Travel

Travelwise

How to find the best travel apps

 

The Washington Post

These days, it’s easier to name the companies that don’t have a travel application than the ones that do. But press us, and we can’t really think of any.

Industry players large (United Airlines, Starwood Hotels and Resorts, England) and small (beach locator, taxi finder, Slovakian ski resorts) are flooding our smartphones and tablets with vacation-related apps. The accessory touches on every component of travel: planning, booking, exploring, idling, photographing, filming, socializing and sharing. An app can map a route, track a flight, convert foreign currencies, edit holiday videos and even tell a German bartender, “Bitte, noch ein Bier.”

Farewell, PC. Hope you enjoy your new life on the basement Ping-Pong table.

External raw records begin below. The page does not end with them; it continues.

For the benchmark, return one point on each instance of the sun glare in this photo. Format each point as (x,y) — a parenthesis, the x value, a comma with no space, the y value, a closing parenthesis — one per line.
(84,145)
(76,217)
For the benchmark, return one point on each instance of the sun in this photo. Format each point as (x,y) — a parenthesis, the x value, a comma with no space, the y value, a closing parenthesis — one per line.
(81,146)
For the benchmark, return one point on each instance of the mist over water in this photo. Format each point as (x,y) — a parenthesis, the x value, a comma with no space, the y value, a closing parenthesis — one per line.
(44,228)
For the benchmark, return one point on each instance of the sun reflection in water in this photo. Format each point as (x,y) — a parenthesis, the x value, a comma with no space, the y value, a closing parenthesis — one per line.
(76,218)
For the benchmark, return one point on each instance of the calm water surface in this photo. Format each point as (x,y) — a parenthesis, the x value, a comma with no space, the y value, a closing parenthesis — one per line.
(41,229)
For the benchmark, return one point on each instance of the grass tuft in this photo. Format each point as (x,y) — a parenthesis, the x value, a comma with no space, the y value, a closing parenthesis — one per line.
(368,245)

“Mobile is a transformational platform,” said Norm Rose, senior technology analyst at PhoCusWright, a travel market research firm. “It’s an essential tool for the traveler.”

Over the past two years, the number of travel apps has surged along with mobile’s popularity. Last year, an estimated 17,000 travel apps crammed the virtual shelves; The Washington Post’s Travel section receives at least a dozen pitches for new products a week, many uber-specific. Sample: “Crystal Cruises has created an iPhone app to help travelers literally and figuratively share custom postcard images of their journeys via social media, e-mail and even snail mail.”

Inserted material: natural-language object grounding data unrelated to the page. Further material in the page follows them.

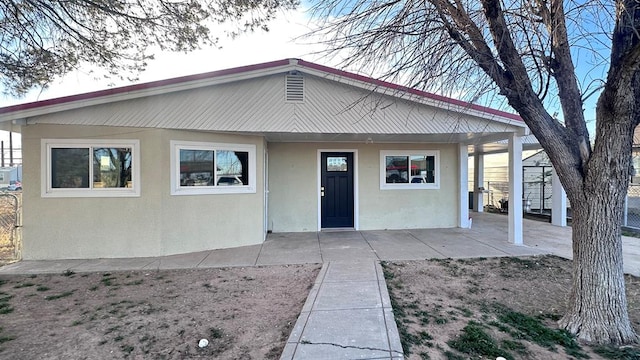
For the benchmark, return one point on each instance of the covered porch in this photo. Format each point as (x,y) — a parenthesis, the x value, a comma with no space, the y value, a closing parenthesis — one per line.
(486,238)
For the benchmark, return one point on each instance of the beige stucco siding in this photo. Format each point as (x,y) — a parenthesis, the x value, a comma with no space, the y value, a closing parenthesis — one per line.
(407,209)
(293,189)
(155,223)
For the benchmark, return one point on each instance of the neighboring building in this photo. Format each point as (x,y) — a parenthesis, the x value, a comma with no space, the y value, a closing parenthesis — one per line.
(220,159)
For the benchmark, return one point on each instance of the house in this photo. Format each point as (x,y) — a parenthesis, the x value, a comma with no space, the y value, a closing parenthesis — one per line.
(220,159)
(10,175)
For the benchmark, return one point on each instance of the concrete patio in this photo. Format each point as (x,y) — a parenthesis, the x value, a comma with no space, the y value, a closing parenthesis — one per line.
(486,238)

“There definitely is an overwhelming number of apps out there,” said Amanda Harary Cohen, a New York University senior majoring in hotel and tourism management, “but I appreciate that. When large or even start-up companies don’t have apps, it’s hard to take them as seriously. Everyone is going mobile.”

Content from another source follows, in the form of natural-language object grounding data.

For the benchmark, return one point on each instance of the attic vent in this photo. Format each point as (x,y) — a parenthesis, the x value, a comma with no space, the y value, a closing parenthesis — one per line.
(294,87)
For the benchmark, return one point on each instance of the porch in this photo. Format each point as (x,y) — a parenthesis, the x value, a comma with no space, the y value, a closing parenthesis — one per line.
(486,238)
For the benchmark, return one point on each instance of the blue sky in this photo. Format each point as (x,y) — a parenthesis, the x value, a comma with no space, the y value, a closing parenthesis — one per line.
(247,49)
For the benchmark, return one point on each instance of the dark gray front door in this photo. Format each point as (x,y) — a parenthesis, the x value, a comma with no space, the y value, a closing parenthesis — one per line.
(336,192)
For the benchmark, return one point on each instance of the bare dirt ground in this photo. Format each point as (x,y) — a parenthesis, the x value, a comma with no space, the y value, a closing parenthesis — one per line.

Among the everyones are higher-income households. In a 2012 study by the Luxury Institute, which looks at the consumer habits of the well-off, travel was the third most popular category of apps, with almost as many downloads as weather and news.

“Mobile travel is extremely important,” said Luxury Institute chief executive Milton Pedraza, “because travel is an experience, not just a widget.”

With plenty of free and inexpensive options, however, budget and mid-range travelers are becoming app-oholics, too. A PhoCusWright study from January, for example, found that more than a quarter of nearly 1,950 travelers had purchased a travel product on a mobile website or app. Of all app bookings, hotels ranked first, followed by such ancillary items as rental cars and airport transfers.

The trend switches, however, when air is involved. Most folks rely on flight-related apps for “disruption management,” such as checking arrival times and monitoring delays. Rose said that most people research and reserve flights the old-fashioned way, on computers. Yet the consultant predicts that Americans will spend $8 billion on travel app bookings by 2013, a sharp rise from $2.6 billion in 2011. Air might not be a holdout for long.

“Apps are in the early stage,” Pedraza said. “There are a lot of irrelevant apps. But as the quality gets better, we’ll see many more people using them. The day will come.”

Despite the glut, some of the more utilitarian apps have broken through the crowded marketplace, creating a more efficient and better informed traveler. Among the tools in heavy rotation: navigation, weather and itinerary organizers such as TripIt.